The fmmi from espakm

Fast Matrix Multiplication and Inversion

This project contains an implementation of matrix multiplication and inversion based on the algorithms described in the following article:

https://www.lehigh.edu/~gi02/m242/08linstras.pdf

Underlying data types

Since the algorithm is recursive and it relies on matrix partitioning, it was important that selecting a matrix partition happens at low cost.

The project contains two alternative matrix types:

smatrix
dmatrix

The former implementation provides zero-cost abstraction for selecting a matrix partition. This means that selecting a sub-block of a matrix has absolutely no run-time cost. This comes at the price of reduced flexibility. The size of the original matrix and the partitions to select have to be known at compile time.

The latter type (dmatrix) allows specifying the matrix size using any run-time expression. This allows more flexibility, but it comes at a price that partition selection has a certain run-time cost. For any sub-matrix, a new object needs to be created that stores the memory address of the first (top-left) element of the matrix, along with the height, width and stride of the matrix. The stride is the distance of the matrix rows as stored in the memory. Using this information lets us work with blocks of matrices at their original location, eliminating the need for copying elements to a contiguous memory area.

Not surprisingly, benchmarking showed better performance using smatrix instead of dmatrix.

Differences to the original algorithms

The implementations differ from the algorithms that are described in the referred article, in a couple of ways.

For matrices whose height or width is not a power of 2, the article suggests to add a "padding" of zeros on the right and at the bottom, so that the "padded" matrix is the smallest square matrix whose height and width is the same power of 2. It is shown that this does not alter the results of the multiplication and it does not increase the computation time in terms of algorithmic complexity.

In a practical implementation, this padding can be achieved either by allocating a larger space for the matrix and filling up the superseding area with zeros, or by modifying the indexing operator to return zeros when an "outsider" element is referred to. Both solutions have significant run-time costs.

To avoid this extra cost, I chose to partition the matrices for multiplication instead of extending them to the square of power of 2 size, even when the size of the matrix was not divisible by 2. In this case (when the height or width was odd), the first column or row vector of the matrix has been split off, the operation has been applied first on these vectors, then on the other (even sized) partition of the matrix and then the results have been combined.

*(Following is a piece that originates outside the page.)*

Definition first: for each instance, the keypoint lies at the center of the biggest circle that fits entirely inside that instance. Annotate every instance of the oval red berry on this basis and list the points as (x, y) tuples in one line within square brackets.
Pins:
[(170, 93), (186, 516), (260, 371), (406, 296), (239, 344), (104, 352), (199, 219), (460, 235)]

This implementation performed much faster for (2^n-1)x(2^n-1) sized matrices than for (2^n)x(2^n) sized ones what approves that using padding would have been impractical.

Three implementations are provided for matrix multiplication:

mul(): classic, iterative matrix multiplication algorithm
mul_rec(): recursive matrix multiplication as described in the article, extending the matrix to power of 2 size and filling up with zeros before the recursion starts
mul_rec_part(): recursive matrix multiplication as described above, splitting off left or top vectors from odd-sized matrices.

This method of partitioning has been applied only for the multiplication of odd sized matrices. For matrix inversion, the matrices have been extended with the unity matrix from the bottom right and zeros from the bottom and the right, as suggested by the paper.

The other main difference is related to the matrix inversion algorithm. In the paper an assumption is made that matrix A (whose inverse is to be determined) is symmetric and positive definite. The described algorithm uses this assumption.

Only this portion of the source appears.